The first water system in the Tumwater area was built by the Olympia Brewing Company in 1885, using the extraordinary high quality water in their product and coining the phrase, "It's the Water." In 1927, Tumwater purchased that system, as well as another, from a small private water company, and developed McAleer Springs as a source of supply.
By the 1950's, the Palermo Valley Wellfield was acquired and developed as the first major source of supply for our community. Since then, an additional wellfield and multiple individual wells have been added to the system to supply fresh, clean water as the City continues to grow.
Our water comes from underground aquifers - porous rock formations below the ground that "hold" water. These aquifers are replenished by rain and snow as it infiltrates through the ground, is filtered by the soil and cleaned by the trillions of microbes that work hard to clean our water in a natural way. The many layers of soil, rock and microbes that sit above the aquifers act to cleanse the water as it passes and helps prevent contamination from the surface.
Tumwater's water system draws water out of these aquifers from multiple sources located around the City. Areas on the surface that are near the capture zones, or recharge areas, are known as wellhead protection areas. The City has 3 main Wellhead Protection Areas - Palermo, Bush, and Port, the names describe the geographic area in which the wellfields are located. For more information on wellhead protection, visit our Wellhead Protection page .

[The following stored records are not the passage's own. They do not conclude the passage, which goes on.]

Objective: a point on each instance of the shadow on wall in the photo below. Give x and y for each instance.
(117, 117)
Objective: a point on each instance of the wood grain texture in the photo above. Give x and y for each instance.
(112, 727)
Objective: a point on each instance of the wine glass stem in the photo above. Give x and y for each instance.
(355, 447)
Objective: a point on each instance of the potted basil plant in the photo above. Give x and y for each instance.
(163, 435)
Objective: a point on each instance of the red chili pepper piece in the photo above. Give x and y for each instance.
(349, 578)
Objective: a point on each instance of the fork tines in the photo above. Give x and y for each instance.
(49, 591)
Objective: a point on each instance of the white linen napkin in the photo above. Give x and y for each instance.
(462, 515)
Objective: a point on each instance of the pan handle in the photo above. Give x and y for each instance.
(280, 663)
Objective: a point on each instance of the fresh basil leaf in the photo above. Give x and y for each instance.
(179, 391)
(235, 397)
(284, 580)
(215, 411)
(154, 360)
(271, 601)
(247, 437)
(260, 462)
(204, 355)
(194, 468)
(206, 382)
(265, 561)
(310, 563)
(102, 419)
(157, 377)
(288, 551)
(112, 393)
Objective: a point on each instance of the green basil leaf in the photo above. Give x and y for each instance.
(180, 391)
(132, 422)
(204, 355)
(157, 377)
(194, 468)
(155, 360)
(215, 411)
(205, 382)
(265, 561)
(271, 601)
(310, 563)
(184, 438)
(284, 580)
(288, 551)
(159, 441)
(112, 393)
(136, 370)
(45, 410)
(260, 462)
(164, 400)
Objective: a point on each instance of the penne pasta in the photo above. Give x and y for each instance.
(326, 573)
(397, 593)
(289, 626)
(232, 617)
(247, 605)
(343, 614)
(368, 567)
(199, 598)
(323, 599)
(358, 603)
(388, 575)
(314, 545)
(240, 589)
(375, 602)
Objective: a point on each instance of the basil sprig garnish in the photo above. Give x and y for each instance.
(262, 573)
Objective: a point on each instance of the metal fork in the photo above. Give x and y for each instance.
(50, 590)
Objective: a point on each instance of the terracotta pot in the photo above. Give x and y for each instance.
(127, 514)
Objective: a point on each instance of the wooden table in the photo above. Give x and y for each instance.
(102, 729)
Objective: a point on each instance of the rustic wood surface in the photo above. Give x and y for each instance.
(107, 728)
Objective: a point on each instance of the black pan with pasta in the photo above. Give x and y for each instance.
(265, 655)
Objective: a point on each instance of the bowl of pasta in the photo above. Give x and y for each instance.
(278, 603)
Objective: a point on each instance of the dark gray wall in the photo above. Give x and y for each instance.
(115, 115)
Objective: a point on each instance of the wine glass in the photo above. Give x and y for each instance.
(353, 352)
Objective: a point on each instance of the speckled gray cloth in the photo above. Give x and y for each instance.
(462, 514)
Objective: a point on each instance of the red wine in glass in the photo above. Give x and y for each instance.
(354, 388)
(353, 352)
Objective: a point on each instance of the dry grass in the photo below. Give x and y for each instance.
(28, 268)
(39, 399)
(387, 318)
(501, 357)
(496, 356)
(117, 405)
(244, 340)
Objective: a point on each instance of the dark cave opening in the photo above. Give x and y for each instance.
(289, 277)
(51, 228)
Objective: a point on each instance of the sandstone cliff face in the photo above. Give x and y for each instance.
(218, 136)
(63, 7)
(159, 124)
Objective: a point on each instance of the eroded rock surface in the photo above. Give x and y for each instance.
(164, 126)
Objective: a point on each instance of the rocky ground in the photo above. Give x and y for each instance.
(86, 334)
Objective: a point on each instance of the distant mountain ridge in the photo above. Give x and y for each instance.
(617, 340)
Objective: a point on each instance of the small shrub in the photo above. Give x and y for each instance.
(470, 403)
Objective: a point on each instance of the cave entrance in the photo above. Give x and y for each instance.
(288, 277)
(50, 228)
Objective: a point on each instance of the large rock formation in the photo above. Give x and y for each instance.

The Palermo Wellfield is the City's primary source of water, with the Bush Wellfield supplementing supply almost year round. During the peak summer demand period, other wells located throughout the City help the Utility meet the increased demand.
Monitoring water quality
Monitoring the quality of the water supply is performed on a regular basis. This includes the raw source water, water within the distribution system, and in some cases, customer's tap water.